En voici le résultat :

70 membres ont répondu à l'appel.

32 membres ont répondu oui.

36 membres ont répondu non.

2 membres se sont abstenus.

En conséquence la première partie de la proposition n'est pas adoptée.

Les membres qui se sont abstenus sont invités à énoncer les motifs de leur abstention.

M. de Haerne. - Messieurs, je reconnais que la loyauté exige qu'on ne grève pas une industrie au détriment d'une autre ; mais d'un autre côté, je n'ai pas voulu m'exposer à aggraver la situation du trésor dans les circonstances actuelles.

M. Destriveaux. - La matière dont il s'agissait était étrangère à toutes mes études ; j'ai cherché mais vainement, je l'avoue, malgré le talent des orateurs qui se sont fait entendre, à m'éclairer dans la discussion ; je n'ai pas pu parvenir à me faire une idée aussi nette que j'aurais voulu ; je me suis abstenu.

Ont répondu oui : MM. Jonet, Lange, Lebeau, Le Hon, Malou, Mercier, Orban, Rogier, Rousselle, Sigart, Tremouroux, Vandensteen, Veydt, Vilain XIIII, Zoude, Broquet-Goblet, Clep, d'Anethan, de Breyne, de Corswarem, de Garcia de la Vega, de La Coste, de Liedekerke, de Mérode, de Sécus, de Terbecq, de Theux, de T'Serclaes, d'Huart, Dumont, Eloy de Burdinne, et Faignart.

Ont répondu non : MM. Henot, Lejeune, Lesoinne, Loos, Lys, Maertens, Manilius, Mast de Vries, Moreau, Osy, Pirmez, Pirson, Scheyven, Simons, Tielemans, T'Kint de Naeyer, Van Cleemputte, Anspach, Bricourt, Bruneau, Cans, David, de Baillet-Latour, de Bonne, de Brouckere, de Denterghem, Delehaye, Delfosse, de Muelenaere, de Roo, de Tornaco, de Villegas, d'Hane, A. Dubus, Eenens et Verhaegen.

M. le président. - Je vais mettre aux voix la seconde partie de la disposition, c'est-à-dire celle qui concerne l'avenir.

Elle est ainsi conçue :

« Les effets de l'article 5 de la loi du 17 juillet 1846 sont suspendus peu tout le temps pendant lequel ceux de l'article 4 de la même loi resteront suspendus. »

Plusieurs voix. - L'appel nominal.

- Il est procédé à cette opération.

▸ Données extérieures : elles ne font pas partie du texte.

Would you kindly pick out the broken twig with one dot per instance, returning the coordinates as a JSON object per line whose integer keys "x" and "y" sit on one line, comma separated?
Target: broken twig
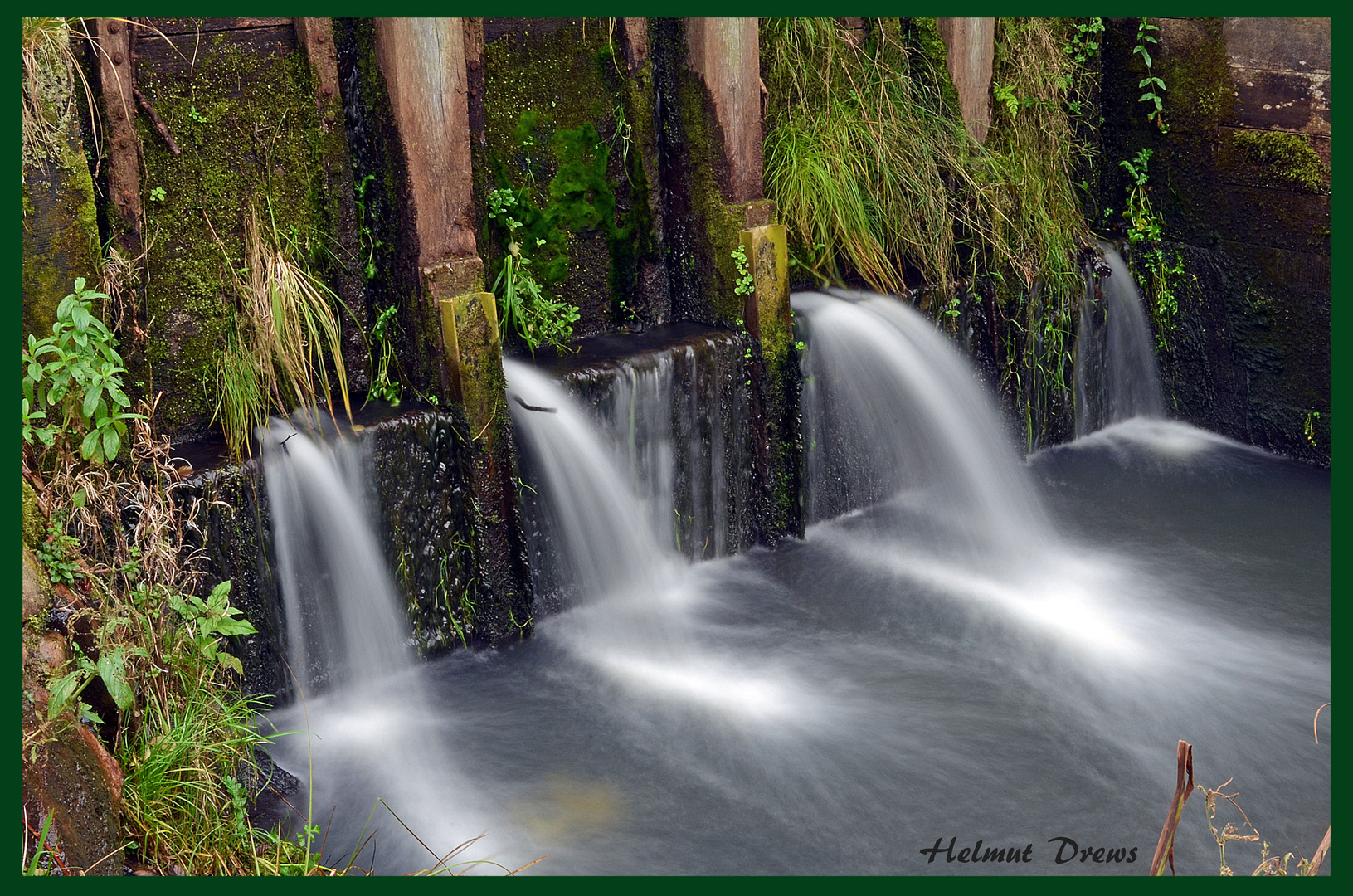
{"x": 154, "y": 117}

En voici le résultat :

70 membres ont répondu à l'appel.

33 membres ont répondu oui.

35 membres ont répondu non.

2 membres se sont abstenus. En conséquence la disposition n'est pas adoptée

(page 753) Ont répondu oui : MM. Jonet, Lange, Lebeau, Le Hon, Malou, Mercier, Orban, Rogier, Rousselle, Tremouroux, Vandensteen, Veydt, Zoude, Broquet-Goblet, Castiau, Clep, d’Anethan, de Breyne, de Corswarem, de Garcia, de La Coste, de Liedekerke, de Mérode, de Roo, de Sécus, de Terbecq, de Theux, de T'Serclaes, d'Huart, Dumont, Eloy de Burdinne, Faignart et Verhaegen.

Ont répondu non : MM. Henot, Lejeune, Lesoinne, Loos, Lys, Maertens, Manilius, Mast de Vries, Moreau, Osy, Pirmez, Pirson, Scheyven, Simons, Tielemans, T'Kint de Naeyer, Van Cleemputte, Vilain XIIII, Anspach, Bricourt, Bruneau, Cans, David, de Baillet-Latour, de Bonne, de Brouckere, de Denterghem, Delehaye, Delfosse, de Muelenaere, de Tornaco, de Villegas, d'Hane, A. Dubus et Eenens.

MM. de Haerne et Destriveaux déclarent s'être abstenus par les motifs qu'ils ont énoncés à l'occasion du vote précédent.

M. le président. - Les deux parties de la disposition ayant été rejetées, il n'y a pas lieu de procéder au vote sur l'ensemble. (Adhésion.)

- La séance est levée à trois heures et demie.